De pap smaakte hem helemaal niet en dus schopte
hij tegen de zak en de droge huid in de zak piepte
behoorlijk hard. ‘Stil!’ zei kleine Claus
tegen zijn zak, maar gaf er meteen weer een schop
tegen en de zak piepte nog harder dan eerst. ‘Wat
heb je in die zak?’ vroeg de boer. O, dat is een
trol,’ zei kleine Claus. ‘Hij zegt dat we geen
pap hoeven eten, hij heeft de hele oven vol vlees
en vis en taart getoverd.’ Wat zeg je me daar?’

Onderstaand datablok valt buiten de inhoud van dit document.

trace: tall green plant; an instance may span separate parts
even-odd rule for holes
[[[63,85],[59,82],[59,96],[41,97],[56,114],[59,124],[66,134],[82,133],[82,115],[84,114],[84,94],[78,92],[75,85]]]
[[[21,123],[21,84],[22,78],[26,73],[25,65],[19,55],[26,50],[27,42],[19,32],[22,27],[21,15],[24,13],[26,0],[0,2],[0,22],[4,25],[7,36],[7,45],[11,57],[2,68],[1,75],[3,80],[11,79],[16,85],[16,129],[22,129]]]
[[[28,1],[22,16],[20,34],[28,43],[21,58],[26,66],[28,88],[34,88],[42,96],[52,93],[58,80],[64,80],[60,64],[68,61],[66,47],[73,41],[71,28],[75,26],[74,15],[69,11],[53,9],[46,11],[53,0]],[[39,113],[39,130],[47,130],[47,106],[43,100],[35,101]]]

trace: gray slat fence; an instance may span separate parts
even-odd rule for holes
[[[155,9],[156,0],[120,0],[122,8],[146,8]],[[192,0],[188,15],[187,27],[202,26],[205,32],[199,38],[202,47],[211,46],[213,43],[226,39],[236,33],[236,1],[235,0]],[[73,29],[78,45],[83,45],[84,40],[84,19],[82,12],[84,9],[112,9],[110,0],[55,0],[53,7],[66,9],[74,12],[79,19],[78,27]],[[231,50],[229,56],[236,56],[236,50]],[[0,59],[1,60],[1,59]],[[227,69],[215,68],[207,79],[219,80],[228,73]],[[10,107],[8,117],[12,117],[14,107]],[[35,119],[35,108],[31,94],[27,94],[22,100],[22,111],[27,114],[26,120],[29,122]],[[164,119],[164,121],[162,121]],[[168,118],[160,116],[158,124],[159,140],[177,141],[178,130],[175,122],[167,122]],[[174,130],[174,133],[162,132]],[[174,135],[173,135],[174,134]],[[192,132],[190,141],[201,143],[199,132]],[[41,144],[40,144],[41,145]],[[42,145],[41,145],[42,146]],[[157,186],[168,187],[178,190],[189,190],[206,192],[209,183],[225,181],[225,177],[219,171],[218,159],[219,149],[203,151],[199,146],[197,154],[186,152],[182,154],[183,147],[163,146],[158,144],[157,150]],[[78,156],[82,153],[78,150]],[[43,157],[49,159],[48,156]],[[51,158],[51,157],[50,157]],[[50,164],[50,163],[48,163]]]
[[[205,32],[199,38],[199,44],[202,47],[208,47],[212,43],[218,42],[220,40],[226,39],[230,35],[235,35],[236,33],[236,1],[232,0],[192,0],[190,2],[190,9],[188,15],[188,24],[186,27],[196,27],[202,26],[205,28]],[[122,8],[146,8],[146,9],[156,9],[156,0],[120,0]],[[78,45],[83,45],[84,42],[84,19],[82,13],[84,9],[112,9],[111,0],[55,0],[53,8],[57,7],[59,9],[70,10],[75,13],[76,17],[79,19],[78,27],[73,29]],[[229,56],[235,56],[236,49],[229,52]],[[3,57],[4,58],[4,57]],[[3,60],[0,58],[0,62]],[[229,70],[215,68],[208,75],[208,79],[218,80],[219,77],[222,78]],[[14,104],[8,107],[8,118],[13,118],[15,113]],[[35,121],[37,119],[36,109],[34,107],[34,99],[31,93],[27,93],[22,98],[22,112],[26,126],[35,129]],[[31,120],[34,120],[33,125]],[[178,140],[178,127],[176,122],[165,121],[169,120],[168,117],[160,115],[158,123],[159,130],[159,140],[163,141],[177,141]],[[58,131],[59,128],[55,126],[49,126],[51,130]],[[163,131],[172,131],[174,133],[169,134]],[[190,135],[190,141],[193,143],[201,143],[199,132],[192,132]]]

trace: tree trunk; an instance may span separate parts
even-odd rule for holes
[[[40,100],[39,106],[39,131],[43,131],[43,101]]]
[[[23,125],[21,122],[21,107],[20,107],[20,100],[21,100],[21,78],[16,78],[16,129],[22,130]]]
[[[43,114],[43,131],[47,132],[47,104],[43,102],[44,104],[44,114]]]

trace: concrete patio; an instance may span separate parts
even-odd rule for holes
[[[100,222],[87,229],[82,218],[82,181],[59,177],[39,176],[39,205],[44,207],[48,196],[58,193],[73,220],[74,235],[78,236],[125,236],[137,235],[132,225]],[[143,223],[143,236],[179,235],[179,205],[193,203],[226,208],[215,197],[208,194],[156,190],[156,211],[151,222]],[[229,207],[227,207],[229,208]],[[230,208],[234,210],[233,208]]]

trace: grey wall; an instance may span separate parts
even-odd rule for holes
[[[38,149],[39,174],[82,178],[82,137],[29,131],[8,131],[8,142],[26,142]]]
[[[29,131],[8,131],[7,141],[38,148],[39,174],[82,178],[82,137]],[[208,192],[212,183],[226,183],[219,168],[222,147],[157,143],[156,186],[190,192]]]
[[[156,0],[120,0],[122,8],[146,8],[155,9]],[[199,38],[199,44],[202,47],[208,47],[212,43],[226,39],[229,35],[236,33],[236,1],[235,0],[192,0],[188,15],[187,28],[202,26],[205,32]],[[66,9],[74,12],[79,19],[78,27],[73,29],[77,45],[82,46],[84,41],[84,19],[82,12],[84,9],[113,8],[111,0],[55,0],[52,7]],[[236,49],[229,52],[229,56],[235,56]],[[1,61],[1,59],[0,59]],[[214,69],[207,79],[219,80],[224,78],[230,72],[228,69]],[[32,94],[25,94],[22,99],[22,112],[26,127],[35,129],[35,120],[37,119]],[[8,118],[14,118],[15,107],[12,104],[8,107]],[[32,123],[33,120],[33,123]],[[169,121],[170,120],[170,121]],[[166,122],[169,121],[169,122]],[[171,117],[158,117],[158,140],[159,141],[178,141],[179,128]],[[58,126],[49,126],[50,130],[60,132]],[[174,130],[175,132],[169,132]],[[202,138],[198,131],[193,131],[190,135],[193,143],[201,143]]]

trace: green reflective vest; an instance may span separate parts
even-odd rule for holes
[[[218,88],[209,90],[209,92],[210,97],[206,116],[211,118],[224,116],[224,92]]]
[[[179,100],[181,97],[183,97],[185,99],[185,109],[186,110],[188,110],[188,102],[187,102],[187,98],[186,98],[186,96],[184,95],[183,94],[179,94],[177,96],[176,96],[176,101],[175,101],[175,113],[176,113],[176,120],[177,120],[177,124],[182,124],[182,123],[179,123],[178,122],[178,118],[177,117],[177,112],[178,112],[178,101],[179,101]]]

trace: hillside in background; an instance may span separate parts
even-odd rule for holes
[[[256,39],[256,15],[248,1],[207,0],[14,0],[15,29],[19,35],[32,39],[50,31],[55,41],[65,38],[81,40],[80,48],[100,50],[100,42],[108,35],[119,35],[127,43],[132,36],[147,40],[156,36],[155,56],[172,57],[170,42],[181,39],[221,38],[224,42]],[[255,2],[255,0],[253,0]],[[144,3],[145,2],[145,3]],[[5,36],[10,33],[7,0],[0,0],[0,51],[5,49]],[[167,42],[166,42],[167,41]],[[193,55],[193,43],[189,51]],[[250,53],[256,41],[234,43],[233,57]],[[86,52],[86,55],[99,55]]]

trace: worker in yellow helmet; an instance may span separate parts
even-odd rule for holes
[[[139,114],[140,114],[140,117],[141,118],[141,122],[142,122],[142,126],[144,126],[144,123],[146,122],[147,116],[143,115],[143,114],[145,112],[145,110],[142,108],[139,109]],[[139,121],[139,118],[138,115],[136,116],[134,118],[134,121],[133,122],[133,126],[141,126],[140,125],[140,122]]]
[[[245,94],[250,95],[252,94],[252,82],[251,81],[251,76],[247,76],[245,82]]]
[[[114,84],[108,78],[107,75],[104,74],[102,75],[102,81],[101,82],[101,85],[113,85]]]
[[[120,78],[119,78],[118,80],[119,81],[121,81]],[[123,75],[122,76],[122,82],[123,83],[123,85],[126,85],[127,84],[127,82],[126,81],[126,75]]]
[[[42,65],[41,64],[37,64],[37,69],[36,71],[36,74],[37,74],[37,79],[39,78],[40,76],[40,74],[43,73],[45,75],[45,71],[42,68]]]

zei de boer en deed meteen de oven open, waar hij
al het lekkere eten zag dat de vrouw had verstopt;
maar hij dacht natuurlijk dat de trol in de zak
het te voorschijn had getoverd. De vrouw durfde
niets te zeggen, maar zette meteen het eten op
tafel en toen aten ze van de vis en het vlees en
de taart. Kleine Claus trapte meteen weer op de
zak, zodat de huid piepte. ‘Wat zegt hij nu?’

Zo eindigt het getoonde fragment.